3 lipca 2022
~Dana Hawk
Kangura widzieć to wielka rzadkość
Dlatego oczu swych oderwać nie mogłam
Od siedzi sobie i dzieciątko nosi w torbie
Dziecię spokojne, śpi sobie
Ojciec dumny siedzi
Na dziecko w chuście spogląda
Czy oby bezpieczne?
Czy oby spokojne ?
Tak!
Takiego ojca mieć to wielki skarb
Marzy mi się w końcu widzieć więcej takich kangurów
~Edyta Zawistowska
Przypomina mi się wyprawa na najprawdziwszą Wyspę Piratów- Gotlandię. Szybki prom łączący Oskarshamn i Visby tnie spokojne wody Bałtyku. Podróż trwała 3 godziny – pasażerowie okupują bistro lub szykują się na odpoczynek w fotelach lotniczych. Przy ogromnej liczbie pasażerów, można było zaobserwować ciekawe i różnorodne zachowania ludzi. Wytatuowany, zakapturzony, groźnie wyglądający młody człowiek z kolczykami w różnych częściach ciała, czule opiekuje się dzieckiem. Inny podobnie wyglądający uspokaja płaczące dziecko, podczas gdy jego żona (przyjaciółka?) żywo dyskutuje z koleżanką.
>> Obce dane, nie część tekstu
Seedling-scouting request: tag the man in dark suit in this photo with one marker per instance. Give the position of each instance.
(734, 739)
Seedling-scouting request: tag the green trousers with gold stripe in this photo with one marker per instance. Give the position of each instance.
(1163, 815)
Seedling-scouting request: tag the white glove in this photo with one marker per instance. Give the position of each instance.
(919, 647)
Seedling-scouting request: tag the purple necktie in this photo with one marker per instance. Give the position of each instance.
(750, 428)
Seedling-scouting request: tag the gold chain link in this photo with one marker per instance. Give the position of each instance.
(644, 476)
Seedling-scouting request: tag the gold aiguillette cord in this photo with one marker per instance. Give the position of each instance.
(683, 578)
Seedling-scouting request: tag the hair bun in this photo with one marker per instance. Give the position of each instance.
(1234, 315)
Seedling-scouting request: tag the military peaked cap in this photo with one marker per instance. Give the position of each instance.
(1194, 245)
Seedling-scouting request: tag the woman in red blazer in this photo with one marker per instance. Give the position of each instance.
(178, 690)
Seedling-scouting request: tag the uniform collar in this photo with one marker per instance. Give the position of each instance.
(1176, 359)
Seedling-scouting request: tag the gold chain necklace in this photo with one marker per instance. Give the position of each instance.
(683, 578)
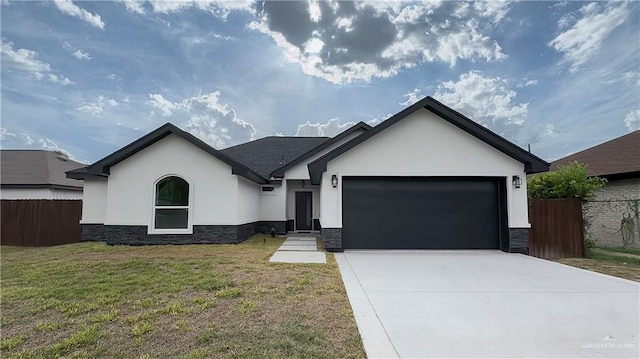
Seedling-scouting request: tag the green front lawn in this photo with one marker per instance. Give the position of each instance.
(90, 300)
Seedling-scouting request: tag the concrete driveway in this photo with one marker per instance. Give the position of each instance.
(488, 304)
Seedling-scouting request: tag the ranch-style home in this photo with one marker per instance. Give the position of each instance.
(426, 178)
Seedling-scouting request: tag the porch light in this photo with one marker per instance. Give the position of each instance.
(517, 181)
(334, 181)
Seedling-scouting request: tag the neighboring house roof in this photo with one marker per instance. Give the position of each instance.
(619, 157)
(37, 169)
(532, 163)
(279, 173)
(102, 167)
(267, 154)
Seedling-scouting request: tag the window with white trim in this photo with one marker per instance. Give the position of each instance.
(171, 205)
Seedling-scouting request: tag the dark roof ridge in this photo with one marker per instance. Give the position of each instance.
(101, 167)
(615, 158)
(602, 144)
(279, 172)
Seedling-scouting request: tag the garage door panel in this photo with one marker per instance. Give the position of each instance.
(425, 213)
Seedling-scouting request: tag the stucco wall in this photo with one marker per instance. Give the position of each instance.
(213, 189)
(248, 201)
(610, 205)
(301, 172)
(94, 205)
(38, 193)
(423, 144)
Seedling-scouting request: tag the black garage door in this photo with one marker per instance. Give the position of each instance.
(422, 213)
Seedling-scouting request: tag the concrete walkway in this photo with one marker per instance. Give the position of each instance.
(299, 250)
(487, 304)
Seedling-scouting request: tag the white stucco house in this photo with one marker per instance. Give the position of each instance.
(426, 178)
Takie obrazki coraz częściej zauważam w Polsce, może nie są kangurami, ale równie dumnie pchają przed sobą wózek i równie czule zajmują się opieką nad swoimi pociechami.
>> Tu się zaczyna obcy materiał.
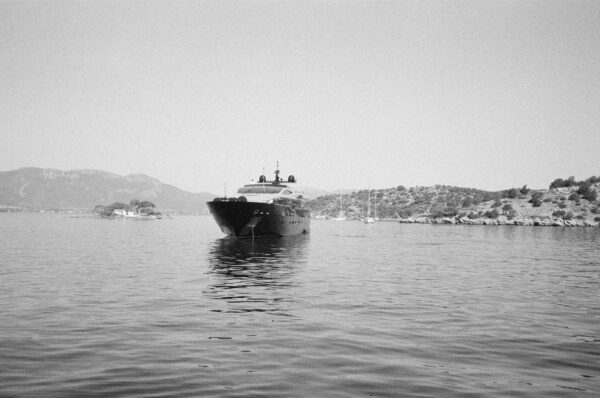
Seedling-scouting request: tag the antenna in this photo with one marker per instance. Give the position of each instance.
(277, 174)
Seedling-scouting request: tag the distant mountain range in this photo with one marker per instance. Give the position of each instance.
(36, 189)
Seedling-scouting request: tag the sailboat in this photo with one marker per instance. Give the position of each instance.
(368, 219)
(341, 216)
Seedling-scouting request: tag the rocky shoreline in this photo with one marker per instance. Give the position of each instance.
(525, 221)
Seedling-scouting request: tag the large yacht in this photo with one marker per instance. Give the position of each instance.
(266, 208)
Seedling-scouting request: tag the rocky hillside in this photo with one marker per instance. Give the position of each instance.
(49, 189)
(565, 202)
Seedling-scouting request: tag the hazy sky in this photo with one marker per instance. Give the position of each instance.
(484, 94)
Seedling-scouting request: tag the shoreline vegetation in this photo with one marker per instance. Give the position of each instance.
(566, 203)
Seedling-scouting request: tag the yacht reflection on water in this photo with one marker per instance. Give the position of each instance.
(255, 276)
To dobrze, że mężczyźni włączyli się do opieki i mają realny wpływ na wychowanie swoich dzieci. Skończyły się czasy, że Mamy opiekują się dziećmi, a Ojcowie rozliczają …
Dołączam się do apelu Edyty Zawistowskiej- widzieć więcej takich kangurów.
Every step of the way … Siostrzyczko, zawsze w moim sercu!